Among the show-business pioneers whose acts entertained millions all over the world, Marty Krofft and his brother Sid have stood behind the scenes, holding the strings. Literally. The Kroffts’ puppets and animated characters have performed, among other venues, in Paris and Las Vegas nightclubs, amusement parks, world fairs, on television and, with this weekend’s opening of “Land of the Lost,” now film. Marty Krofft talked with Eric Estrin about his fear of Judy Garland, the beginning of deficit financing in entertainment, and why Dean Martin preferred real boobs.
My brother Sid is older than me. We had separate puppet acts until we came together and I worked for him in his act. Then we became partners, and he says I took over.
I was living in New York, I was 18, and I was selling cars, and I always wanted to come to California. So he needed somebody to help him. The guy he had working with him for years quit, so I took the opportunity, and I went out. That’s how it started.
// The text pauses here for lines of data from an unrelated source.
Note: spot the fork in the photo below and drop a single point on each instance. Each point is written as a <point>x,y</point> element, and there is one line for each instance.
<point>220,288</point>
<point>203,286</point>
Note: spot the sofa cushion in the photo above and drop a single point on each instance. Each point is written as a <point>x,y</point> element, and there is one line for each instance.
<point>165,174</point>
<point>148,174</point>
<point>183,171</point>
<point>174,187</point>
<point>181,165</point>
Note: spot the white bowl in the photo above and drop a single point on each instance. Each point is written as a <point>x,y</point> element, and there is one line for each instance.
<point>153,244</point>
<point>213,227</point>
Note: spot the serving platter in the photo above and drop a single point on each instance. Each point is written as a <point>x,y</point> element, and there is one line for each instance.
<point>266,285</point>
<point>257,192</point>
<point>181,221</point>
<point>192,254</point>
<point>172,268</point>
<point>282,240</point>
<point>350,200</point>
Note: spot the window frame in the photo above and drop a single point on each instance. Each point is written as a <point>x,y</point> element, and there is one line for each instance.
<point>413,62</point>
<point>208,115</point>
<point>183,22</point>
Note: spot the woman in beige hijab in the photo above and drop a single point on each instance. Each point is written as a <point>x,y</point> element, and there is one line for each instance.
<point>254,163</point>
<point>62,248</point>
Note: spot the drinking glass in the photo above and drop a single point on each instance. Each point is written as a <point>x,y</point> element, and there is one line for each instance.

The first job we did together was for Liberace. We were in Wildwood, New Jersey, at the time at a hotel. We were with Judy Garland at the Fontainebleau, also. That was the beginning. We were with Liberace a couple years, Judy for a year, with Tony Martin and Cyd Charisse for a couple of years.
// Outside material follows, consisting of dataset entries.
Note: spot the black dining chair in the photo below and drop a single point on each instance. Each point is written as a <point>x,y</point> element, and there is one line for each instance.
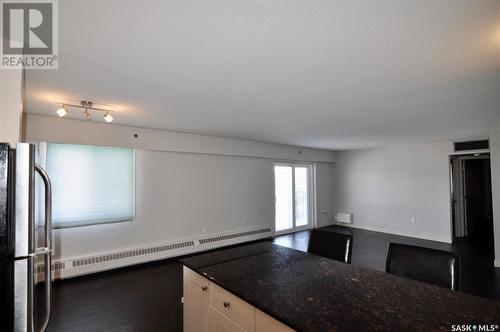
<point>330,245</point>
<point>437,267</point>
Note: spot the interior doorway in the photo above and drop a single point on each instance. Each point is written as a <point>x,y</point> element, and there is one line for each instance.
<point>471,202</point>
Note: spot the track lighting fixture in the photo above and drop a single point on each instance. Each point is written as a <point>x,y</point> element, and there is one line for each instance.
<point>62,111</point>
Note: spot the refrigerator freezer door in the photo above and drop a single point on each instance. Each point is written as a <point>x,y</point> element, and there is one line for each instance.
<point>5,236</point>
<point>24,200</point>
<point>23,295</point>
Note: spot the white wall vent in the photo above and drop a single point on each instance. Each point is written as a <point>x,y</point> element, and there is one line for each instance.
<point>232,236</point>
<point>85,265</point>
<point>130,253</point>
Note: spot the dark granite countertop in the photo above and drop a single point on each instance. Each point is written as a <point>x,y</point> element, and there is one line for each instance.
<point>311,293</point>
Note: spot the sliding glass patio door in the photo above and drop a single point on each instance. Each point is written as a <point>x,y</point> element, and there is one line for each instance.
<point>292,183</point>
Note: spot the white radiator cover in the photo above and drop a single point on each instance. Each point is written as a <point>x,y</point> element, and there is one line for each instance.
<point>73,267</point>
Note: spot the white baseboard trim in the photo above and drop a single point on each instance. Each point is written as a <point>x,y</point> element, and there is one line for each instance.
<point>77,266</point>
<point>382,230</point>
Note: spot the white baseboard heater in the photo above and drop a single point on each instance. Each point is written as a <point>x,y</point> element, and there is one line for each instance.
<point>68,268</point>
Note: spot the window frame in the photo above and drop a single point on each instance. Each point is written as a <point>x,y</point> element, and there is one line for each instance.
<point>42,156</point>
<point>310,197</point>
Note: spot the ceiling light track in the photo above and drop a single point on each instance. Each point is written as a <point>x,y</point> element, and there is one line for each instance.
<point>87,106</point>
It was frightening to be with Judy Garland. It was Judy Garland … but she was phenomenal.
My brother was at the Lido in Paris with the act, and then one morning he wakes me up and he says, “Look, let’s do a big show, an adults-only puppet show, and we’ll do it just like the Lido. We’ll have swimming pools, an ice skating rink; we’ll have the puppets over the audience being tracked, just like the Lido.”
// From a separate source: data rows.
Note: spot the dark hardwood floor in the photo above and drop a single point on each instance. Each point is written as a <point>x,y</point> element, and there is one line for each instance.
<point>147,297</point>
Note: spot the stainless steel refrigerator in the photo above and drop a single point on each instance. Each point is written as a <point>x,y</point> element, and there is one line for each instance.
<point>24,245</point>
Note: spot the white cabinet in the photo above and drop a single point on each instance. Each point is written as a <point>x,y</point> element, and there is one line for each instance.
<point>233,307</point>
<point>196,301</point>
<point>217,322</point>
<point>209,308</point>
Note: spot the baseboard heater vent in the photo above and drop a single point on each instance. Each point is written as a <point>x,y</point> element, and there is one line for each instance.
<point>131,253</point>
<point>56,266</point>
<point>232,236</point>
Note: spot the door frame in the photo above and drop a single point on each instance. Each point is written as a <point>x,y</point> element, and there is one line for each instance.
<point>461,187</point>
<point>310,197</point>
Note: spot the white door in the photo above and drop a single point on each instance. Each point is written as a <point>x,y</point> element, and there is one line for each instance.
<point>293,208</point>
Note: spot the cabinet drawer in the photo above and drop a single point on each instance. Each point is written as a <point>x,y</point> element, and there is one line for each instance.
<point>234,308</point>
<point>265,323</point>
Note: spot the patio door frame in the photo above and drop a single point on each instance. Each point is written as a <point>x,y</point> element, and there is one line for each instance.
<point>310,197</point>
So the next thing you know, we created that show and we put it in a Vegas-type joint in the Valley, the Gilded Rafters. The guy who bought it, his name was Nat Hart, and he was the maitre d’ at the Flamingo Hotel when we were there with Judy. He had left Vegas and bought this little club. He always wanted the puppets to have a show.
So we opened our adults-only puppet show, which we called Les Poupees de Paris, and that turned the puppet act into a business.
This was a big show that was creatively an instant hit, but it was hard to turn a profit because of our overhead. So we went from there to the World’s Fair in Seattle. They built us a theater for a bigger edition of the show. Then we got a club in Hollywood called PJ’s, which was the first disco in the country, and we had our own room in the back.
I borrowed $25,000 from a friend of mine that was a butcher in Hollywood and $25,000 from our dry cleaner. I think the show cost $100,000, so that was half of it, and we came up with the other half.
Then we wound up at the New York World’s Fair and we met Angus Wynne, who owned the Six Flags parks. He wanted to know if we’d do a family puppet show; he’d build us a 1,000-seat theater. So we wound up in Atlanta with Six Flags; then we wound up in St Louis, Dallas and Atlanta; and then he wanted to start a company that could build us rides and stuff like that. So we built a thing called the Entertainment Factory. We were like the poor man’s Walt Disney.
While we were at the New York World’s Fair, Dean Martin came to see us, and he was gonna go on the air the following year, so he had us build showgirls for him that were gonna be in his show. We did 10 shows with him, but he never wanted to rehearse properly. We would rehearse all week with Dean Martin standing on the left. When he got there on Sunday, he didn’t want to stand on the left, he wanted to stand on the right. And with puppets, you know, people think it’s easy but it’s not.
So he hated the puppets. He fired us and replaced us with the Gold Diggers. He went from wooden boobs to real boobs.
But we had our factory and we were doing business with big companies like GM, DeLorean, Ringling Bros, and then Hanna-Barbera came to us. They were doing a show called “The Banana Splits,” so we wound up doing “The Banana Splits” for them. So then NBC said, Hey, why don’t you create your own TV series.
Pufnstuf was a character in a show for the Coca Cola Company at one of the other World’s Fairs in San Antonio, called HemisFair. We had a character in that show called Luther that was really Pufnstuf, so that evolved out of that show, and that was our first series.
We only had 17 episodes with “H.R. Pufnstuf,” because the network never wanted to pay us enough to do it. They gave us $54,000 an episode, and it cost us about $90,000. So we took all the money from the puppet shows and put it toward the deficit.
Because we did that, we’re still independent, and we’re always funding our over-budget, robbing Peter to pay Paul, but we own everything.
It was the smartest thing that we did. I guess we knew something.